Wall Street traders are lot like professional athletes. Apart from getting paid salaries unfathomable by the average American, these are both very superstitious groups of people. Athletes may seem almost obsessive compulsive in the routines they must perform before a game or in their belief in lucky underwear and such. Wall Streeters meanwhile believes in collection of traditional sayings, maxims and old saws that can give people direction and actually govern many investing strategies; sayings such as “Don’t fight the Fed.”
One of the less logical but apparently excellent prognosticating sayings is “As goes January, so goes the year.” In short, if the stock market rises in January, it will have a good year, if it falls in January, watch out.
Well, CNNMoney reports that this was the worst January ever for the Dow Jones Industrial Average, down 8.8%, and the S&P 500, off 8.6%. The Nasdaq tumbled as well, 6.4%, but not as much as last year. The Nasdaq’s 9.9% plunge January 2008 seems a pretty good predictor of the year to come.

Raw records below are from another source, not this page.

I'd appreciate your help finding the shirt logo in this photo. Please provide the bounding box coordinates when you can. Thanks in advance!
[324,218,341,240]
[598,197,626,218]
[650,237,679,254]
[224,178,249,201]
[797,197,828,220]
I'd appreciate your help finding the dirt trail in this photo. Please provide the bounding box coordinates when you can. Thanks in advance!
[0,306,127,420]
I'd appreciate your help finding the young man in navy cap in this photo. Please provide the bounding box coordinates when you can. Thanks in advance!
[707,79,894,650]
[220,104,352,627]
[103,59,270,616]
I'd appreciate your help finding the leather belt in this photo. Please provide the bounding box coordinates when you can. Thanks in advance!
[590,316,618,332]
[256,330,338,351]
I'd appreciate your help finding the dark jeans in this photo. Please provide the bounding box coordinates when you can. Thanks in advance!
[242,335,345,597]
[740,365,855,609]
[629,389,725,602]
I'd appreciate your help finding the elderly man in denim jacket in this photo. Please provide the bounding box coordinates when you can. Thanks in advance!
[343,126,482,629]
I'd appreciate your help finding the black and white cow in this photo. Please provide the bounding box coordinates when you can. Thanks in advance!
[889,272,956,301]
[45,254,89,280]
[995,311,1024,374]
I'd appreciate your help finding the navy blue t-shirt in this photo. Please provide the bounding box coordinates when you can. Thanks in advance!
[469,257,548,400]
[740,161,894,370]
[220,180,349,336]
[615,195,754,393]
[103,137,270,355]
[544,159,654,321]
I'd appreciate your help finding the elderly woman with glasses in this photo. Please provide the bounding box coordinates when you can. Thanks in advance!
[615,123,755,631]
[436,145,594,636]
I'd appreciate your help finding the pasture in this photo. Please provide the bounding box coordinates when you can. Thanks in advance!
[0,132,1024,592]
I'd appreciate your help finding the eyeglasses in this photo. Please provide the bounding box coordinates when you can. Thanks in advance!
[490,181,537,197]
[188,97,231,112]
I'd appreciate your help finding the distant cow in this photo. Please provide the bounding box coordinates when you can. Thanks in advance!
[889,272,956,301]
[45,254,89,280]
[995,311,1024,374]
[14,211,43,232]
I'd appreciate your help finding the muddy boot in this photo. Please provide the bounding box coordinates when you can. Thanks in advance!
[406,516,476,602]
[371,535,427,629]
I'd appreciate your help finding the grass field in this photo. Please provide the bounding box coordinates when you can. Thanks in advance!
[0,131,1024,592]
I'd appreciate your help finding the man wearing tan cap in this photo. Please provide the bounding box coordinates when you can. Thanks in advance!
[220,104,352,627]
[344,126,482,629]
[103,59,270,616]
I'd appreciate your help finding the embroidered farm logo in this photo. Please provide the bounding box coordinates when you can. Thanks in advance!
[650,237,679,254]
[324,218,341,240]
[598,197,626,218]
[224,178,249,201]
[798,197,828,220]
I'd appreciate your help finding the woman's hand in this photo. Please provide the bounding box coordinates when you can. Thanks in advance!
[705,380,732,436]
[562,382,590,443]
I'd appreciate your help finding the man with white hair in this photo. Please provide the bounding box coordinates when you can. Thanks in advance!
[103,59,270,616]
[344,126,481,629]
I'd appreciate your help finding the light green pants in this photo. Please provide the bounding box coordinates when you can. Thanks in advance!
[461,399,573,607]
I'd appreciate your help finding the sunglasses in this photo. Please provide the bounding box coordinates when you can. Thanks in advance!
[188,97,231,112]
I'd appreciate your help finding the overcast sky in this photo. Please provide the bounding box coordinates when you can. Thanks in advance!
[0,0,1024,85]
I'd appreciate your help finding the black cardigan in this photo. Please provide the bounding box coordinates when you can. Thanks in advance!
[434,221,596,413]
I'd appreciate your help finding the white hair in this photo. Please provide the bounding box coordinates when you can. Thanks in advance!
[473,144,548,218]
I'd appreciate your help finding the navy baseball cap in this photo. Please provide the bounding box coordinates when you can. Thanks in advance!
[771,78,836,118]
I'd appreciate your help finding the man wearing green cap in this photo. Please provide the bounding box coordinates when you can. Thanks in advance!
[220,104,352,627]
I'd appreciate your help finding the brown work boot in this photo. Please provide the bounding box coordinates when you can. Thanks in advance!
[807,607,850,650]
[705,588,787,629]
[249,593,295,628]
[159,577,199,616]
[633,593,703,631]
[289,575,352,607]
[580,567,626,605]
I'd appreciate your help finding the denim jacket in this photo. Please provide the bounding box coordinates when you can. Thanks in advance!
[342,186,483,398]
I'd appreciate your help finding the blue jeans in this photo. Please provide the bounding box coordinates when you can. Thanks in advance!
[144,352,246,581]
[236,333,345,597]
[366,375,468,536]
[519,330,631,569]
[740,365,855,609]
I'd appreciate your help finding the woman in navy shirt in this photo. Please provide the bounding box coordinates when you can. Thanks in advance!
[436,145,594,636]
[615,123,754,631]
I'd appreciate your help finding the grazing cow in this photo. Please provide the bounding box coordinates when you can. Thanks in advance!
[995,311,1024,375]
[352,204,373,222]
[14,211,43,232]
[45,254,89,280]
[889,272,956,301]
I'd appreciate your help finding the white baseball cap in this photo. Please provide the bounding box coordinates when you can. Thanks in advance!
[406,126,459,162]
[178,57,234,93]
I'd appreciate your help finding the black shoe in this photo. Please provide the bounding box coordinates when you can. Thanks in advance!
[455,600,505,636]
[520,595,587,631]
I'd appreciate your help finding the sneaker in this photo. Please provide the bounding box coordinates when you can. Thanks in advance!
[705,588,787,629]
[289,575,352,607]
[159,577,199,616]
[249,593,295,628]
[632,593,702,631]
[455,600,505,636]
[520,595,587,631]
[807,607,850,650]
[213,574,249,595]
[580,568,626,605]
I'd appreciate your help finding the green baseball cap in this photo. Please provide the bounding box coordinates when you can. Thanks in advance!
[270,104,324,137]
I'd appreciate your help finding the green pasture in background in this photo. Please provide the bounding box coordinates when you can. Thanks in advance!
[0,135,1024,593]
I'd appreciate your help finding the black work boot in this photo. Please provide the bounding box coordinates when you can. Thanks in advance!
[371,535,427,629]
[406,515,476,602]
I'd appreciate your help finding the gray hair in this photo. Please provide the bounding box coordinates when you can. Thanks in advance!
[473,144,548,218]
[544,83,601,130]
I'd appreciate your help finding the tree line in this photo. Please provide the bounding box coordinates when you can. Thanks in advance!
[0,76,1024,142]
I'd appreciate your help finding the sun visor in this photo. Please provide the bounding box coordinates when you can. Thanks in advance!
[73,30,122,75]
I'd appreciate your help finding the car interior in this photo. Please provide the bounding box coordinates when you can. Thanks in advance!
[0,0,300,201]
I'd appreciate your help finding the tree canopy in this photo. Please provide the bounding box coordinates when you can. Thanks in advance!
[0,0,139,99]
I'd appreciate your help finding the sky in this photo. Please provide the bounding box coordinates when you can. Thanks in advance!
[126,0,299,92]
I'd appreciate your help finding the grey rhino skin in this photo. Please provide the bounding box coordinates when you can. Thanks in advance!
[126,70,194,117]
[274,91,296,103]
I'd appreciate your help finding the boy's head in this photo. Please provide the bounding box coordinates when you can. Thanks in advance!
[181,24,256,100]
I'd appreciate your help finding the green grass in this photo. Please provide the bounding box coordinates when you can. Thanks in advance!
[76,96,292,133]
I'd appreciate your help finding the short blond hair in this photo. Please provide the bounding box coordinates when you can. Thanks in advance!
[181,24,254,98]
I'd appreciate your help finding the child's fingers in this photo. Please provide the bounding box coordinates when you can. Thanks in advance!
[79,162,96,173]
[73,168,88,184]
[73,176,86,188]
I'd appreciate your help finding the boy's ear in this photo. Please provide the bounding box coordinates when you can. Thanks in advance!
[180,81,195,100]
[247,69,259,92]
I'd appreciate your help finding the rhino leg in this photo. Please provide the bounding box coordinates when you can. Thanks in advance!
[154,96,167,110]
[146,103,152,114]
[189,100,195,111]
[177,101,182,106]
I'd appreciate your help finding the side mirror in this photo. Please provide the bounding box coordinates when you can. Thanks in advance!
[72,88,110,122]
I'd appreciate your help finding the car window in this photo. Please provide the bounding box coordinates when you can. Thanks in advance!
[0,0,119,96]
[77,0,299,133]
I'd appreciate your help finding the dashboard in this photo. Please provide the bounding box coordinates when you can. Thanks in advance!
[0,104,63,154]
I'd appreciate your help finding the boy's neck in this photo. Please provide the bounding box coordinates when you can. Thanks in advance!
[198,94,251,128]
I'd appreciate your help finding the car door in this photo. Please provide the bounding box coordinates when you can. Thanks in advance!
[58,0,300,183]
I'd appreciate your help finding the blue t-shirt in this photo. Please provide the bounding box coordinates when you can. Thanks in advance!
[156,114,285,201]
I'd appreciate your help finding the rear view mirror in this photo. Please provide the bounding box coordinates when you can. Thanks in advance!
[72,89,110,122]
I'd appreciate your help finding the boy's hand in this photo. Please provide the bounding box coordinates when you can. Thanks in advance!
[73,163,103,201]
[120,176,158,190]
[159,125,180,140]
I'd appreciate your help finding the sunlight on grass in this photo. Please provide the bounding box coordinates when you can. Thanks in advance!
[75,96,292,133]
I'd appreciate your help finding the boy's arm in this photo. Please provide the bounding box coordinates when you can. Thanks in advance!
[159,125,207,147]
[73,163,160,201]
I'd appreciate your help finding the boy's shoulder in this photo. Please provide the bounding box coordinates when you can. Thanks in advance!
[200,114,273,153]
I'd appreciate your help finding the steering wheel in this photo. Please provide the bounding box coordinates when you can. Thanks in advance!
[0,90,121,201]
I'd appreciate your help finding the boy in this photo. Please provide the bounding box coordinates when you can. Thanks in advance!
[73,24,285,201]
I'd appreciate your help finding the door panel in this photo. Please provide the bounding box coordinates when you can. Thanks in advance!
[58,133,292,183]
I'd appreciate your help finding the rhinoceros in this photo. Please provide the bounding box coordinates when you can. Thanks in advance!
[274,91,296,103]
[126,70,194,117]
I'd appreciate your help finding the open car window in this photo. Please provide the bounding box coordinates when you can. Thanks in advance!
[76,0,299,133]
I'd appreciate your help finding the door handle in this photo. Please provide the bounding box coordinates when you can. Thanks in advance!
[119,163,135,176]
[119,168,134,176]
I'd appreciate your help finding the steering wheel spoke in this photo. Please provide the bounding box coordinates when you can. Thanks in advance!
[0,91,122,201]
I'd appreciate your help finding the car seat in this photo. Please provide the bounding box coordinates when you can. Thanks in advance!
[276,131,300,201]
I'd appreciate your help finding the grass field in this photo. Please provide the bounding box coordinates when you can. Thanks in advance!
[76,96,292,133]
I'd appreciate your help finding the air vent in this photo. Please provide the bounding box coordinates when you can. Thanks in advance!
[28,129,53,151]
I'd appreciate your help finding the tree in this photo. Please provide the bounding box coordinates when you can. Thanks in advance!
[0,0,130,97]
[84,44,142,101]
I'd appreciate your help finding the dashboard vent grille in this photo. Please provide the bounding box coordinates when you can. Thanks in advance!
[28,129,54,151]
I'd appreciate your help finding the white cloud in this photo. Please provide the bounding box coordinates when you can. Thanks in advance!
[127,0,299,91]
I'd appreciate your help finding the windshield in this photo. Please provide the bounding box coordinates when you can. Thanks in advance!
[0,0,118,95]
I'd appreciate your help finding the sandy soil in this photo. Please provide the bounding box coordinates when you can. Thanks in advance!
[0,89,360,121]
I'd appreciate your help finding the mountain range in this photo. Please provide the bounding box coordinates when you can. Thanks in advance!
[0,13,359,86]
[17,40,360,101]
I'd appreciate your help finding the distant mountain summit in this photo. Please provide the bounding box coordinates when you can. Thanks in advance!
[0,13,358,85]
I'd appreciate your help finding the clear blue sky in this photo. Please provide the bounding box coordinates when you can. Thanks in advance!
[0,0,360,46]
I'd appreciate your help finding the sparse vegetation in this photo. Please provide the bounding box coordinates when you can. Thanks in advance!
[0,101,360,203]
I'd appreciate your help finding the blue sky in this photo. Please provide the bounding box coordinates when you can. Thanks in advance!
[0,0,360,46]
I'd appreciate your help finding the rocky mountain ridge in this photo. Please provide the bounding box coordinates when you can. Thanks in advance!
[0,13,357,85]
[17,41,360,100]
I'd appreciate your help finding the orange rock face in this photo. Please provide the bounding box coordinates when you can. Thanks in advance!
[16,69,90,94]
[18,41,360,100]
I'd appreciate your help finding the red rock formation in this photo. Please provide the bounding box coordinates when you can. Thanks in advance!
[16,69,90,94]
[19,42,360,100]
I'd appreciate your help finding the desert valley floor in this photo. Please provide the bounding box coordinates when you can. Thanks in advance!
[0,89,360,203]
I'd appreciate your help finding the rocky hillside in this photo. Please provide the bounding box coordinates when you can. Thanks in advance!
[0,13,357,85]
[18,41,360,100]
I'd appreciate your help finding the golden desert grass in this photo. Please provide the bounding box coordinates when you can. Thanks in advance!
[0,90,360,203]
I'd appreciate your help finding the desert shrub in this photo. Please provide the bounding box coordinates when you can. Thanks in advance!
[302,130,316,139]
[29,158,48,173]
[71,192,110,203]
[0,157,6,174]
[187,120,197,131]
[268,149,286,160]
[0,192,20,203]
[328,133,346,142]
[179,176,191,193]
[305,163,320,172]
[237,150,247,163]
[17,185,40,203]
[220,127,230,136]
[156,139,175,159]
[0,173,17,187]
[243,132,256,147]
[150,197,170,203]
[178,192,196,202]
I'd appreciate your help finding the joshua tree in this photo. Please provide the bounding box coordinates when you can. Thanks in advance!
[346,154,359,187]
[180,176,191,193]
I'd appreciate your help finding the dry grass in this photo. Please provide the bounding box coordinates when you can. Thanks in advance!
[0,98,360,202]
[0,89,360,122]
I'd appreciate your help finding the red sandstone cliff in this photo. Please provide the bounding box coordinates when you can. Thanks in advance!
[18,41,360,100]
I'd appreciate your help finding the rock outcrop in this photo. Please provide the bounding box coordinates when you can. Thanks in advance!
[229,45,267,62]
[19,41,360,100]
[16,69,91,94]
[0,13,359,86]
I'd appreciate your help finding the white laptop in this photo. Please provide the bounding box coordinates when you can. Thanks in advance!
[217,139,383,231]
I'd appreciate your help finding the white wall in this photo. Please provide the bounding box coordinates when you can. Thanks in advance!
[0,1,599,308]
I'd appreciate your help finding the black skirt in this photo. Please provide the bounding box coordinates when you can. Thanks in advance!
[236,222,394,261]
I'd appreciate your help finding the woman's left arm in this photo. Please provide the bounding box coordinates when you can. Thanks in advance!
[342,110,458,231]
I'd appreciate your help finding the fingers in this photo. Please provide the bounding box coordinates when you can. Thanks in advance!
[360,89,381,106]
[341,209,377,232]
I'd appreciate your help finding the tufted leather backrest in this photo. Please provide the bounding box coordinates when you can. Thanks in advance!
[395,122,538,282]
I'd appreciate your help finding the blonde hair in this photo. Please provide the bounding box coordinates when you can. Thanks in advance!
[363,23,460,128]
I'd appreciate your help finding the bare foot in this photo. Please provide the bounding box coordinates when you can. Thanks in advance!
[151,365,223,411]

Howard Silverblatt, senior index analyst at S&P tells the New York Times in 60 of the last 80 years, the S&P 500’s performance in January reflected how the index fared that year.
Standard & Poor’s market historian Sam Stovall tells CNNMoney about the correlation going back to 1945. “Since then, whenever the S&P 500 gained in January, the market continued to rise during the rest of the year 85% of the time. But the stats are less consistent when the market fell in January. Since 1945, a decline in that month yielded a decline in the next 11 months only 48% of the time, for an average loss in that period of 2.2%.”
Meanwhile another famous market Wall Street myth, the Super Bowl Stock Market Predictor, says the market will rise this year. This forecast tool says when a team from the original NFL wins the Super Bowl the market will rise experience just such an occurrence. This has happened 34 times out of 42 Super Bowls for an accuracy rate of 81%. Last night’s team, the Pittsburgh Steelers, was a member of the original NFL before the AFL merger. The year of each of the Steeler’s previous five wins, the stock market rallied, even during the horrible 1970s.
Stuart Schweitzer of J.P. Morgan Private Bank told the New York Times. “It’s unlikely that the broad market has yet seen its lows. There are more disappointments ahead.” And when Wall Street can’t even believe its own hype that the market will go up this year, you better pay attention.
Peter Cohan of BloggingStocks says, “If you need your money in the next six years, it probably makes sense to sell.” He recommends money market funds. Unfortunately, I don’t think there are any ETF money market funds.